Based on this analysis, MPEG has an ongoing project to extend glTF 2.0 with the ability to add timed media to glTF 2.0-based scenes standardized in ISO/IEC 23090-14 [23].

Additional extensions for the support of interactivity and AR are currently being developed and will be part of the MPEG Scene Description in the next phase.

MPEG also developed an architecture to guide the work on immersive media and scene description. Figure 4.6.5-1 depicts the MPEG-I architecture and defines the key interfaces.

Copy of original 3GPP image for 3GPP TS 26.998, Fig. 4.6.5-1: MPEG-I architecture and defines the key interfaces

Figure 4.6.5-1: MPEG-I architecture and defines the key interfaces
(⇒ copy of original 3GPP image)

The design focuses mainly on buffers as means for data exchange throughout the media access and rendering pipeline. It also defines a Media Access Function API to request media that is referenced by the scene description, which will be made accessible through buffers.

4.6.6 MPEG-I Video Decoding Interface for Immersive Media p. 50

The aim of VDI (MPEG-I part 13) is to address the challenges for media applications to handle multiple decoder instances running in parallel, especially in the case of immersive media. To this end, the scope of the VDI specification covers the interface between a media application and the Video Decoding Engine (VDE) sitting on the device.

Typically, hardware decoder is exposed via API to the application. Proprietary APIs exist but also standardised one such as Khronos® OpenMaxTM and Khronos® Vulkan® Video extension. However, those APIs only allow the instantiation of video decoder instances independently from each other up to the point where the hardware decoding platform may no longer sustain the application requests, for instance due to lack of memory.

Extensions specified in MPEG-I VDI (ISO/IEC 23090-13) allow the AR/MR application to query the capacity to simultaneously decode multiple operation points (generally specified by profile, tier and levels). This allows a better predictability of what bitstreams may be decoded by the application.

Additionally, VDI also defines bitstream manipulation functions for the video codecs HEVC, VVC and EVC that enable the merging and the splitting of bitstreams. This aspect of elementary stream manipulation is covered by the so-called input formatting function in MPEGI VDI. This way, an application may adapt the number of the decoder needed when several input bitstreams are to be decoded to the extent the merging operations has been enabled by the proper encoding constraints.
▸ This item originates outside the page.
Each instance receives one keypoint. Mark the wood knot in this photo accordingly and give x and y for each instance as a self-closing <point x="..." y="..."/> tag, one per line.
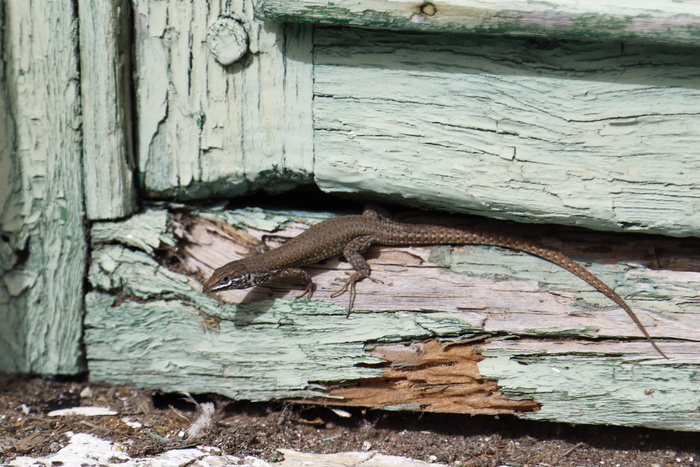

4.6.7 MPEG-I Carriage of Point Cloud Compression Data p. 50

For the encapsulation and storage of coded volumetric media, two MPEG systems standards may be considered as potential technologies: ISO/IEC 23090-10 [24] and ISO/IEC 23090-18 [25]. ISO/IEC 23090-10 and ISO/IEC 23090-18 define how to structure and carry the various components in a V3C bitstream or G-PCC bitstream, respectively, in an ISOBMFF media container to support flexible and partial access (e.g., using multiple component tracks and tile tracks) as well as adaptive streaming. Both specifications support single track encapsulation as well as multi-track encapsulation, where different components of the bitstream are carried in separate tracks in the container. In addition, these standards also define metadata tracks that may be associated with the main media tracks and carry additional timed information that signal changes in the spatial partitioning of the volumetric content and the mapping to different independently decodable tiles as well as viewport-related information.

In addition, ISO/IEC 23090-10 and ISO/IEC 23090-18 define how to signal V3C and G-PCC content in a DASH MPD file. This includes defining new DASH descriptors that signal metadata about the type of component carried by each adaptation set and using pre-selections to group the adaptation sets of the different components associated with the volumetric media content. Other descriptors are also defined for signalling independently decoded spatial sub-divisions of the content to support partial streaming. In addition to signalling for DASH-based delivery, ISO/IEC 23090-10 and ISO/IEC 23090-18 also define descriptors for signalling volumetric media assets for delivery over MMT.